Too many hatchery raised salmon?
While environmental groups and media in British Columbia are focusing most of their energy on blaming the province’s salmon farming industry for any kind of down-turn in the numbers of salmon returning to spawn in B.C. rivers, the state of Alaska is taking a more broadly focused approach. After years of declining returns of Chinook salmon to its rivers, government officials and others are questioning the effect that hatchery-raised salmon might have on the well-being of wild salmon. Alaska will in a typical year produce some 1.5 billion juvenile salmon that are released from hatcheries and into the ocean- perhaps to compete for a finite food supply. British Columbia adds another ~500 million, and Japan and Russia billions more.

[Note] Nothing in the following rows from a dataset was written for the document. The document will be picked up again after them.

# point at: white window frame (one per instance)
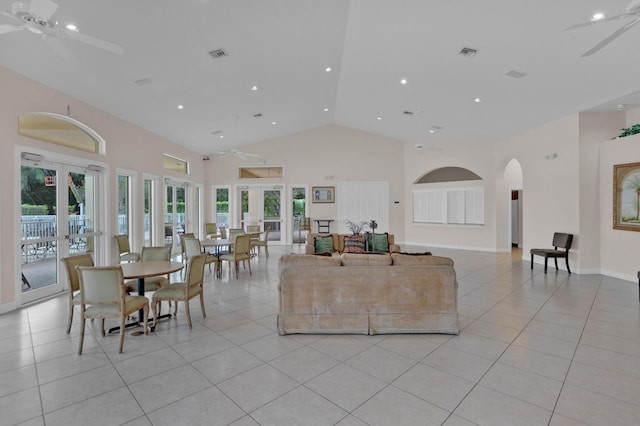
(450, 206)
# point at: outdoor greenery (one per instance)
(34, 192)
(628, 131)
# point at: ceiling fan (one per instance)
(37, 16)
(633, 12)
(236, 153)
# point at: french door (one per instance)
(59, 219)
(175, 218)
(263, 206)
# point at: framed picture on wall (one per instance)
(323, 194)
(626, 196)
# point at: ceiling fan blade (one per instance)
(43, 9)
(599, 21)
(612, 37)
(96, 42)
(6, 28)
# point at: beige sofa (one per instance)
(367, 294)
(338, 243)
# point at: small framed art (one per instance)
(626, 193)
(323, 194)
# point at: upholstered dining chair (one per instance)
(261, 242)
(193, 248)
(560, 241)
(102, 295)
(152, 283)
(241, 252)
(182, 237)
(124, 249)
(74, 281)
(211, 230)
(184, 291)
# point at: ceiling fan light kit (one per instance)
(633, 11)
(37, 16)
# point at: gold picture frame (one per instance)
(323, 194)
(626, 196)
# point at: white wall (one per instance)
(324, 156)
(619, 249)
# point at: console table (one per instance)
(323, 225)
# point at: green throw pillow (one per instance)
(324, 244)
(379, 243)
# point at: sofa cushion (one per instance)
(354, 244)
(361, 259)
(324, 244)
(295, 259)
(404, 259)
(379, 243)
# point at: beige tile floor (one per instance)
(535, 349)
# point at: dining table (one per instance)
(146, 269)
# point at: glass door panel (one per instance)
(271, 213)
(175, 222)
(82, 213)
(58, 220)
(39, 232)
(300, 221)
(262, 206)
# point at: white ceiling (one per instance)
(284, 46)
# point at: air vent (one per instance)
(468, 52)
(515, 74)
(218, 53)
(142, 81)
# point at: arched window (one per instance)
(61, 130)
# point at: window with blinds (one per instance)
(461, 206)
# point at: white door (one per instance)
(59, 206)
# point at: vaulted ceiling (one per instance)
(527, 70)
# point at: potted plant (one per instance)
(628, 131)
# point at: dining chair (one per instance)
(182, 237)
(183, 291)
(103, 295)
(193, 248)
(560, 241)
(211, 230)
(124, 249)
(233, 232)
(152, 283)
(74, 283)
(261, 242)
(241, 252)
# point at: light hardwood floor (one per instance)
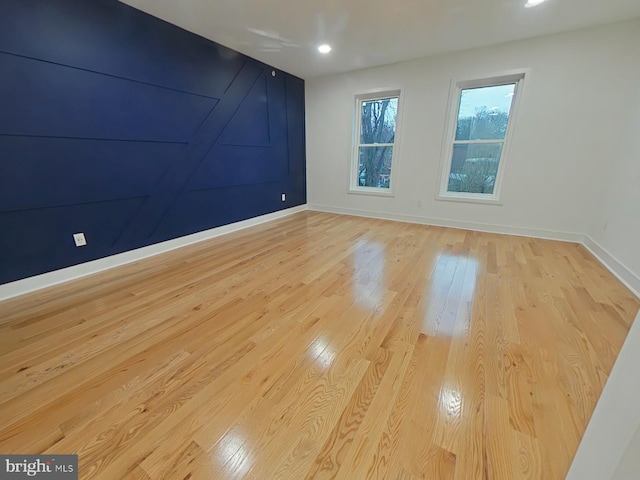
(318, 346)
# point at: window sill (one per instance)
(379, 192)
(468, 199)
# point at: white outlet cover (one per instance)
(80, 240)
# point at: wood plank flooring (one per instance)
(318, 346)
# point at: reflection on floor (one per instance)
(318, 346)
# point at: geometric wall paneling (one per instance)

Add to that the fact that the climate patterns are changing, and one might find other reasons for fluctuations in salmon stocks than fish farms.
Margaret Bauman from The Cordova Times reports from a recently completed meeting of minds organized to look at the issue of declining Chinook salmon returns in Alaska, where scientists agreed that more effort is needed to assess risk of climate change and hatcheries to wild salmon stocks;
Abundance of salmon in the North Pacific Ocean is the highest it's ever been, but fisheries scientists say there are many unanswered questions about how many fish the ocean can feed, particularly in light of climate change. "I'm coming at it from the standpoint of limited ocean carrying capacity for salmon, and that changes all the time, depending on climate and all the other factors," said Kate Myers, a retired University of Washington professor who was a panelist at the recent Alaska Chinook Salmon Symposium in Anchorage. "I don't think we really understand how carrying capacity is fluctuating with climate change, but it is an important topic for research," she said. "Some scientists want a more international focus on this issue. Stocks from many countries are overlapping." "The North Pacific has more Pacific salmon in it now than it has in the last century," agreed Daniel Schindler, a professor in UW's School of Aquatic and Fishery Sciences, who also attended the Chinook (king) salmon symposium.
Both Myers and Schindler made their comments in interviews in late October. Most of those salmon are pinks and chums, with many of the chum salmon coming from Japanese hatcheries, while most of the pink salmon are coming from wild and hatchery stocks on this side of the North Pacific. Russia meanwhile plans to put more pink salmon into the ocean from hatcheries in the area of Sakhalin Island. "The ramp up in hatchery production has occurred mostly since the mid 1970s and that has coincided with the North Pacific Ocean being in a very productive phase for salmon, so the more smolts put out there, the more that came back," he said.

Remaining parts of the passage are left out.